After applying the FOIL method, we have the following expression:

15x² - 6x + 20x - 8

The next step is to combine like terms. Like terms are terms that have the same variable raised to the same power. In this expression, '-6x' and '20x' are like terms because they both have the variable 'x' raised to the power of 1.

To combine like terms, we add their coefficients. In this case, we add -6 and 20:

-6x + 20x = 14x

Now, we can rewrite the expression with the combined like terms:

15x² + 14x - 8

This is the simplified form of the expression after multiplying the binomials (3x+4)(5x-2).

The Final Result

Therefore, the result of multiplying the binomials (3x+4)(5x-2) is:

15x² + 14x - 8

This corresponds to option C in the given choices.

Common Mistakes to Avoid

When multiplying binomials, there are several common mistakes that students often make. Being aware of these mistakes can help you avoid them and ensure accuracy in your calculations. Here are some of the most common mistakes:

1. Forgetting to Multiply All Terms

The most common mistake is forgetting to multiply all terms of the first binomial by all terms of the second binomial.
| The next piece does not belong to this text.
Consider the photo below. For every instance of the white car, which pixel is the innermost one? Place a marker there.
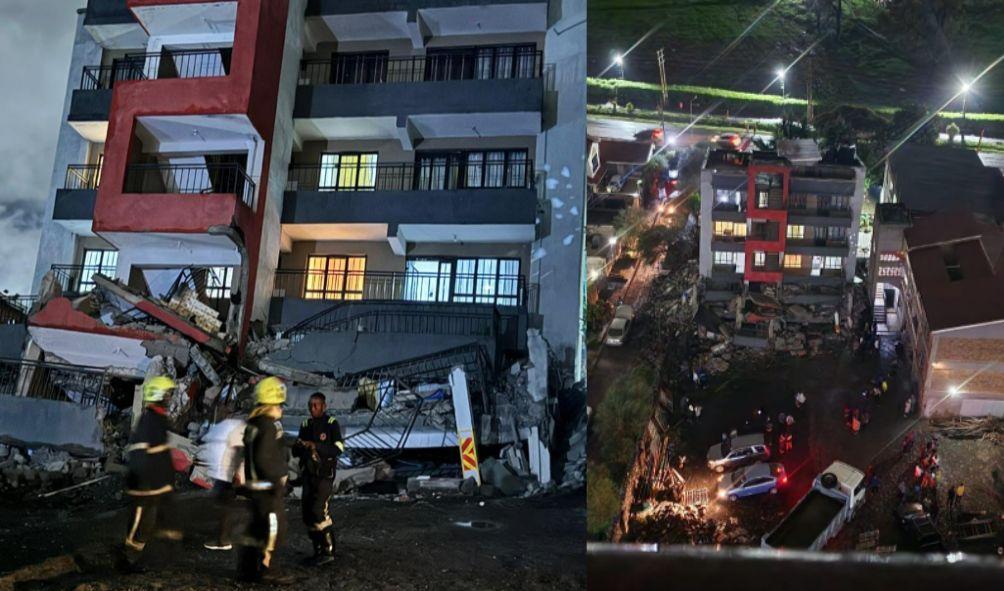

This often happens when students try to take shortcuts or rush through the process. To avoid this, always use the FOIL method or a similar systematic approach to ensure that each term is multiplied correctly.

2. Incorrectly Multiplying Signs

Another common mistake is incorrectly multiplying signs. Remember that a positive number multiplied by a negative number results in a negative number, and a negative number multiplied by a negative number results in a positive number. Pay close attention to the signs of the terms when multiplying.

3. Incorrectly Combining Like Terms

Combining like terms incorrectly is another frequent error. Make sure that you are only combining terms that have the same variable raised to the same power. For example, you cannot combine 15x² and 14x because they have different powers of x.

4. Misapplying the Distributive Property

The distributive property is the foundation of binomial multiplication. Misunderstanding or misapplying it can lead to errors. Ensure you understand how each term distributes across the other binomial.

Practice Problems

To solidify your understanding of multiplying binomials, it's essential to practice. Here are a few practice problems for you to try:

1. (2x + 3)(x - 1)
2. (4x - 2)(3x + 5)
3. (x + 6)(x - 6)
4. (5x + 1)(2x - 4)

Work through these problems using the FOIL method and remember to combine like terms. You can check your answers with an online calculator or ask your teacher for assistance if needed.

Conclusion

Multiplying binomials is a crucial skill in algebra. By understanding the FOIL method and practicing regularly, you can master this skill and confidently solve a wide range of algebraic problems. Remember to take your time, pay attention to the details, and avoid common mistakes. With consistent effort, you will become proficient in multiplying binomials and excel in your mathematics studies. The key is to focus on each step, outer terms, inner terms, and last terms, ensuring a thorough application of the distributive property. Mastering this technique is a strong step toward more advanced algebraic concepts.